Francesco Faraci ci aveva già mostrato alcune foto della sua Palermo, e già ne ho scritto con grande ammirazione, ma è stato bello sentirlo, e ribadire qualcosa che anche io provo quando scatto, che quell’evento che fotograferai, in qualche modo ti attraversa, vuole quasi che tu sia lì a riprenderlo, Ma a me succedono cose insignificanti, a lui scene di vita incredibili. Per fortuna che lui è lì a riprenderle per noi.

Sara Munari ha parecchie frecce al suo arco, e questa volta ha scelto la creatività del fotomontaggio, e qui parliamo solo della tecnica adottata a substrato della sua voglia di comunicare, ma non solo agli altri ma sembra per sé stessa, comunicare dicevo, quanto solitudine e ansia ha creato nel suo subconscio, portandolo in superficie, anche usando sue vecchie immagini. La cosa fondamentale è stato l’uso di una grafica molto forte, l’associazione tra immagini a impatto simbolico, con un lavoro molto complesso, da analizzare per trovare nel tessuto fotografico ogni dettaglio delle paure che viaggiano sotto la superficie della realtà apparente.

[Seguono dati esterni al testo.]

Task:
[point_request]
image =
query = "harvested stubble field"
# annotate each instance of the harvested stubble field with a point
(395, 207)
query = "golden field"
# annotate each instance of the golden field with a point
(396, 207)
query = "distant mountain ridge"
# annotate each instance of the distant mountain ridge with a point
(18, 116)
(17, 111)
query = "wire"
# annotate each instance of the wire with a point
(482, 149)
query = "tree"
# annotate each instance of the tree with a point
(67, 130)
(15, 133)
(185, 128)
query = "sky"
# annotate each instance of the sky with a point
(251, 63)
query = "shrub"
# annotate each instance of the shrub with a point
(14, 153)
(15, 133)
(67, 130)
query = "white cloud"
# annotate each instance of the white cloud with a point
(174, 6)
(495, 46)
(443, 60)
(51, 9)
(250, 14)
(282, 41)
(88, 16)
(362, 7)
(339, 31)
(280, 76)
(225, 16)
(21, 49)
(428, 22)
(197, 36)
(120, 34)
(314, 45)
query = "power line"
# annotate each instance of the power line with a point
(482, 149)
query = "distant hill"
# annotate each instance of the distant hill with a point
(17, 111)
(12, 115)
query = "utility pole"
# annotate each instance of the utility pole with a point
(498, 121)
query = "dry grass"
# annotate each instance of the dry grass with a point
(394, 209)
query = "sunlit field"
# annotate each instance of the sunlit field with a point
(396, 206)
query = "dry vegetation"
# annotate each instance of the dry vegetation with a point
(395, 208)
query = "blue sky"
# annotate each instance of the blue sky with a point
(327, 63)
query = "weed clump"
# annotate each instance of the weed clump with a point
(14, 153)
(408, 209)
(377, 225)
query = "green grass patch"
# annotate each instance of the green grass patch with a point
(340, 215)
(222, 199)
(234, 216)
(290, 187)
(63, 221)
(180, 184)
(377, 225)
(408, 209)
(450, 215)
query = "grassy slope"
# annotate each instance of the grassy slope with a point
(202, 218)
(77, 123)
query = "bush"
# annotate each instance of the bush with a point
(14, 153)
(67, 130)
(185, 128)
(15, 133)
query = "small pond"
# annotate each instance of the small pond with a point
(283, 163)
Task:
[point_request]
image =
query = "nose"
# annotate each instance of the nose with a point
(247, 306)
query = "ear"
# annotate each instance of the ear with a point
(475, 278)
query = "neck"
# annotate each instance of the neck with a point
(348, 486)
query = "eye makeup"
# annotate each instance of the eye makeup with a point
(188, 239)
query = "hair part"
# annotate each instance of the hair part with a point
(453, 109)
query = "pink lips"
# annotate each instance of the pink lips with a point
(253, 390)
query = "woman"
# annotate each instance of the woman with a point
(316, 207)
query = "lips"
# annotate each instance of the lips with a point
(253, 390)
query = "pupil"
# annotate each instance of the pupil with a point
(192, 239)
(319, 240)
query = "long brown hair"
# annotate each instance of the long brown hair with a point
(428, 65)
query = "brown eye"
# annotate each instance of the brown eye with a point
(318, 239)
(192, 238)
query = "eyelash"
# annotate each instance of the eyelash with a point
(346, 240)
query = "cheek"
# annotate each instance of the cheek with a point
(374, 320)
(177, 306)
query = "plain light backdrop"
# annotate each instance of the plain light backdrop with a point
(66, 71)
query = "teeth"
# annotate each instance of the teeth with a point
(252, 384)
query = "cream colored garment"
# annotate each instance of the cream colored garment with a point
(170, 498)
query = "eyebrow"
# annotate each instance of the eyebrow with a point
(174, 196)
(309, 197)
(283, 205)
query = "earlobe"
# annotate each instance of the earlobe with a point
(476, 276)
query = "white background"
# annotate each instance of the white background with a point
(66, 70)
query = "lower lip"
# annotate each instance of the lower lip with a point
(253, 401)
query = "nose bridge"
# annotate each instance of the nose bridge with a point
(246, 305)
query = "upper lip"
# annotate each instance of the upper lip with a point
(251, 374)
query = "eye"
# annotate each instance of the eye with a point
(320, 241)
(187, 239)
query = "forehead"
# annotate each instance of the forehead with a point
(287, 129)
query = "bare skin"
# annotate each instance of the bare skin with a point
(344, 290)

Francesco Comello ha cercato la libertà, la sola possibile in quei frangenti del Lockdown, la libertà della notte, quando muoversi era vietato, quindi solo nelle ore notturne poteva scoprire un nuovo momento di libero arbitrio.

La sua è stata anche una scoperta concreta, il vivere di notte, all’aperto, gli ha fatto conoscere nuovi scenari, e grazie alle sue foto ne siamo anche noi testimoni di cosa potrebbe essere ribaltare la propria vita, partendo solo da un cambio di orari delle proprie abitudini. E anche lui, usando questi panorami notturni, ha espresso un’altra variante di questi sentimenti pervasivi, e solo riprendendo pochi dettagli, qualche atmosfera, una sintesi.

Cosa ci può dare questo libro, o meglio questa testimonianza di un gruppo diventato affiatato di bravi fotografi? Molto a mio parere.

Quello che per primo ci colpisce è l’umanità di ognuno di loro, dar voce alle proprie fragilità trasformandole, sublimandole in una personale opera, e creando il loro gruppo di lavoro, gruppo di vicinanza, di amicizia, di stima reciproca, di mutuo sostegno, tutti insieme con Grazia, e questo continua a rassicurarmi sul futuro, perché finché questi sentimenti vinceranno su paure, che siano reali o indotte, il futuro non può essere oscuro. Il loro esempio è per me il messaggio migliore che potevano offrire.

Se vogliamo continuare sullo specifico dell’opera, parliamo di quanto può farci ragionare una simile varietà di temi, stili, approcci quasi linguistici. Solo questo per un fotografo secondo me è fonte di approfondimento, per confrontare il proprio modo di scattare con chi come loro usa l’immagine per DIRE il suo pensiero.

È un libro, è un segno di questi tempi, è un insieme di pensieri, è una Suite.